La fantascienza di Isaac Asimov presenta una peculiarità molto nota: è pressoché priva di specie aliene. I suoi maggiori successi si sono avuti nel campo dei racconti sui robot positronici, creati dall’ingegno umano, e nella saga della Fondazione, ambientata in una galassia popolata esclusivamente da uomini. Racconti e romanzi di Asimov in cui sono presenti specie aliene esistono, ma la loro fama è oscurata dai suoi più celebri capolavori. Ma perché questa mancanza, quando negli anni Trenta e Quaranta del secolo scorso le storie sugli alieni – quasi sempre cattivi – imperversavano sulle riviste americane che Asimov ben conosceva? È lo stesso autore a rispondere, commentando in un’antologia il suo racconto Homo Sol: «Alcuni critici di fantascienza (soprattutto Sam Moskowitz) mi hanno dato credito per aver inventato la galassia tutta umana, come se si trattasse di una specie di progresso letterario. Altri avranno magari pensato in cuor loro (in faccia non me l’ha mai detto nessuno) che la mia galassia era abitata di soli esseri umani perché mi mancava la fantasia per inventare degli alieni. La verità è che cercavo soltanto di non scontrarmi con le idee di Campbell».

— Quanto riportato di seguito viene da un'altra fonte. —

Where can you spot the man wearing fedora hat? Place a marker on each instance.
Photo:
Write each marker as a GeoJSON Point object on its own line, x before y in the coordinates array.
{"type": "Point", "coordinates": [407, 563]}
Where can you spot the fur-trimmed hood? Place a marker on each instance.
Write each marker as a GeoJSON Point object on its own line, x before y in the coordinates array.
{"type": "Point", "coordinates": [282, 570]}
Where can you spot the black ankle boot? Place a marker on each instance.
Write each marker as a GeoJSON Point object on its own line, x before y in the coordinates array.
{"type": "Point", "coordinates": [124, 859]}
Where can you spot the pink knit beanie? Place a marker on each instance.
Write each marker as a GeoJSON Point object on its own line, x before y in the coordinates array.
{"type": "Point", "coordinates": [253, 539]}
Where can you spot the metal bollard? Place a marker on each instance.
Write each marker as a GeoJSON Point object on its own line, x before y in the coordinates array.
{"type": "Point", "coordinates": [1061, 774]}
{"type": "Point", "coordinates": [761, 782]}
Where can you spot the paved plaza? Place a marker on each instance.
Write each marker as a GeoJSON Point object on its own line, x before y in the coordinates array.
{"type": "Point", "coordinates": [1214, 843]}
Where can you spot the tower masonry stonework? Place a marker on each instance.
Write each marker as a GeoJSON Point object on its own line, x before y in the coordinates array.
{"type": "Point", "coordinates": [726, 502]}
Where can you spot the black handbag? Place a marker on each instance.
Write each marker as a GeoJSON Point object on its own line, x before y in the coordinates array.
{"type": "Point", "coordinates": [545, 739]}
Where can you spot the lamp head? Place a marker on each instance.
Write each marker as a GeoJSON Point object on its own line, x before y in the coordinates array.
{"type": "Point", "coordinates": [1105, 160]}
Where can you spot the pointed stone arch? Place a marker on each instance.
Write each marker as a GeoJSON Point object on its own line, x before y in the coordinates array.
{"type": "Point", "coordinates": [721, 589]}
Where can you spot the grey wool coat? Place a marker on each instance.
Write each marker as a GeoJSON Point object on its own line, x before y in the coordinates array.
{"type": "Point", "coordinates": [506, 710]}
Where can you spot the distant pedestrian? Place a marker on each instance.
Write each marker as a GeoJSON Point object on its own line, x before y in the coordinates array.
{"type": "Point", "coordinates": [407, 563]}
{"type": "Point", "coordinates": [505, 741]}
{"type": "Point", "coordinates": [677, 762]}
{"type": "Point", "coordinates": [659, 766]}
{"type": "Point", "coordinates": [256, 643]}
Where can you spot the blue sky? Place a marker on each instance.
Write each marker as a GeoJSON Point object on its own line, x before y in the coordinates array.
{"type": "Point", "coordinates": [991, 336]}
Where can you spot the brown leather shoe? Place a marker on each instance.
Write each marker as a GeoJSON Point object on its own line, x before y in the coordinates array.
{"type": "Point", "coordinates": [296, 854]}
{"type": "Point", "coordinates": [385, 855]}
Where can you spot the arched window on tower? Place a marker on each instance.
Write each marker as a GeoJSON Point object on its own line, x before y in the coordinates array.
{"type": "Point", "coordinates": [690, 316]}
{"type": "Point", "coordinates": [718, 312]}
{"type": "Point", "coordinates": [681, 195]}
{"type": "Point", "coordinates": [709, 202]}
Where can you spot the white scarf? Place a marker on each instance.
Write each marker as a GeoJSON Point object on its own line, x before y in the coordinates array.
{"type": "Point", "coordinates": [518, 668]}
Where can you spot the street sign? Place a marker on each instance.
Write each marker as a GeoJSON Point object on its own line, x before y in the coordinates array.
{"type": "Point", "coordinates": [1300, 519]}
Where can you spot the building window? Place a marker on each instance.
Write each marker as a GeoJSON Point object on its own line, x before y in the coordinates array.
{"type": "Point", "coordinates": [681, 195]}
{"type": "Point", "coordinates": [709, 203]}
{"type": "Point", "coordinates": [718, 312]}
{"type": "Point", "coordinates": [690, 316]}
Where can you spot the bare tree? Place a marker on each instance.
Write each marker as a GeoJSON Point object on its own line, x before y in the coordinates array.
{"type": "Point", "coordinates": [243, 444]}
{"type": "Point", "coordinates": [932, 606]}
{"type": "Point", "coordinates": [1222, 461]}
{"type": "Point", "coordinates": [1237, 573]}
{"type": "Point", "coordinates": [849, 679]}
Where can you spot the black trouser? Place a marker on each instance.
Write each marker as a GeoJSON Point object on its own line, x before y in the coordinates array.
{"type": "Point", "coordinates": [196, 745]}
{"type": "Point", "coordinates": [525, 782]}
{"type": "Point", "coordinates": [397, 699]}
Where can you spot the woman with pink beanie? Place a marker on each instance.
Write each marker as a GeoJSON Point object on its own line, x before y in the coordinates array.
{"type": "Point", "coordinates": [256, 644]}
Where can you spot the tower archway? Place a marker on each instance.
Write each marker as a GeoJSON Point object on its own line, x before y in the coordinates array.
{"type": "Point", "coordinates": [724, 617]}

Per buona parte della sua carriera giovanile, Asimov considerò il curatore del celebre magazine Astounding Science-Fiction, John W. Campbell, il proprio mentore. In effetti così era: anche se solo una parte dei racconti giovanili di Asimov fu pubblicata su Astounding, Campbell fu pur sempre il primo tra tutti a riconoscere il talento di Asimov e pubblicò poi su quella rivista i suoi più noti capolavori. Quali erano le “idee di Campbell”? «A Campbell – scrive ancora Asimov – piacevano i racconti in cui gli esseri umani si rivelavano superiori ad altre intelligenze, perfino quando le altre forme di vita erano più progredite dal punto di vista tecnico». In pratica, l’uomo doveva predominare sulle altre civiltà. Asimov, che non apprezzava il punto di vista campbelliano basato sulla convinzione della «naturale superiorità degli americani sui non-americani» e dello «stereotipo del biondo nordico come autentico rappresentante dell’Uomo Esploratore, dell’Uomo Audace, dell’Uomo Vincitore», risolse la cosa eliminando il confronto diretto tra specie aliene, rendendo l’uomo padrone assoluto e incontrastato della galassia.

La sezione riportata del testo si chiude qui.